Higher Education Student Affairs (HESA) Concentration
Higher Education Student Affairs (HESA)
The Lewis & Clark Graduate School of Education & Counseling is committed to the exploration of new ideas, the pursuit of best practices in education, and the promotion of open dialogue, inquiry, respect, and social action to enhance learning.
The HESA doctoral concentration offers a graduate degree that prepares student affairs scholar-practitioner leaders with a deep commitment to equity, diversity, and social justice; and with a willingness to use collaborative discourse and inquiry to generate bold ideas that advance the student affairs profession and enhance the educational experiences of all college and university students that they serve.
A Social Justice Focus
A commitment to social justice in the field of student affairs administration today means advocating for full and equal participation of all students in higher education. It concerns creating intentional, inclusive communities where all voices are heard. Student affairs divisions, programs, and professionals with explicit commitments to social justice, on campuses across the nation, work to provide services and programming for students who have historically been underserved in higher education, they develop and facilitate programming that prepares students to navigate an increasingly diverse world, they lead social justice education programs, and work against prejudice, discrimination, and oppression within colleges and universities across the nation.
In accordance with the Student Affairs Professional Competency Areas, jointly developed by ACPA and NASPA, students who complete the Lewis & Clark Doctoral Program in Educational Leadership within the HESA concentration will demonstrate competency in the following ten areas: Advising and Helping; Assessment, Evaluation, and Research; Equity, Diversity, and Inclusion; Ethical Professional Practice; History, Philosophy, and Values; Human and Organizational Resources; Law, Policy, and Governance; Leadership; Personal Foundations; Student Learning & Development.

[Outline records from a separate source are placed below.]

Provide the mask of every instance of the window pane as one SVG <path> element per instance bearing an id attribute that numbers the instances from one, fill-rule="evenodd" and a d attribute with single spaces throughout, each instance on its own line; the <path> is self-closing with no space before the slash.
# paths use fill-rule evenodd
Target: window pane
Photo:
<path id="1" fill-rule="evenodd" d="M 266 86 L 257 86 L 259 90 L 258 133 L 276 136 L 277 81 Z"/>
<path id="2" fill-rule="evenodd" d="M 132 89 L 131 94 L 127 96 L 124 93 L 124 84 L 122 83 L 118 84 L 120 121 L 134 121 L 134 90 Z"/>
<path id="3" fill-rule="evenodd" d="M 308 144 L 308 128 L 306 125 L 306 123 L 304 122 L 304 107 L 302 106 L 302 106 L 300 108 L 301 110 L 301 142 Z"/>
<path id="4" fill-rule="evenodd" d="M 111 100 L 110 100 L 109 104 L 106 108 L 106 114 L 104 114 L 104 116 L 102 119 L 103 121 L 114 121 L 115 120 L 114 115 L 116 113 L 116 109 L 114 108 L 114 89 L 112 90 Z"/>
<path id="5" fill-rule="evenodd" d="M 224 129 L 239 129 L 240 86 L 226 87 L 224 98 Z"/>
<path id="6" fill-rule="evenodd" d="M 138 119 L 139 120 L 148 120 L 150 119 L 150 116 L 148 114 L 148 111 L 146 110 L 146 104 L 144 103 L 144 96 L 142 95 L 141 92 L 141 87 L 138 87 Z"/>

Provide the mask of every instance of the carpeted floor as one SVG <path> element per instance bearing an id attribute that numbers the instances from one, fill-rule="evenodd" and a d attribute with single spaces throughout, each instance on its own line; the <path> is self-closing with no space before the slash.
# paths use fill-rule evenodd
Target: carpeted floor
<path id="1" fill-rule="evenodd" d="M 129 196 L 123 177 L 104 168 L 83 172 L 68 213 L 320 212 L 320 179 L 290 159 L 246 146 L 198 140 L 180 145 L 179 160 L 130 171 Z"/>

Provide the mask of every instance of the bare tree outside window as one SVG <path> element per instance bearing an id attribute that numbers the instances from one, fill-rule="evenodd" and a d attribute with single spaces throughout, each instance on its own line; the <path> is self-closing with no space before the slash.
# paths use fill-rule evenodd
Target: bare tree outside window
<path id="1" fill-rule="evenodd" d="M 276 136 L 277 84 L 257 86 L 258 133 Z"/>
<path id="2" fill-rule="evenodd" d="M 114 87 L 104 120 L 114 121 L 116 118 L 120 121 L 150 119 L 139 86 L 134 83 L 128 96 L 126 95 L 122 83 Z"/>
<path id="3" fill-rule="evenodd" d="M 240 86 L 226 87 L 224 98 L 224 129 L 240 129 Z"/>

All Lewis & Clark doctoral students are expected to develop as scholar-practitioners who can bring theory and inquiry to bear on pressing problems of injustice in education.
Credits: 60 semester hours
Program Start Date: Summer
Program Length: Approximately 3 years of part-time study (weekend, evening, and July summer classes)
Location: All classes are offered on the Lewis & Clark campus
Faculty Director: Mollie Galloway and Sue Feldman
Students recruited and admitted into the concentration will primarily be those who can attend classes one weekend a month and four weeks in July and fit one of two criteria:
- Professionals currently working in the field of higher education and seeking a terminal degree in order to move up into an upper-level position in the profession.
- Master’s level recipients with experiences in P-20 education, student affairs, and/or volunteer work, whom are attracted to providing leadership in the areas of education whether that be in the area of policy, student affairs, and other areas of higher education.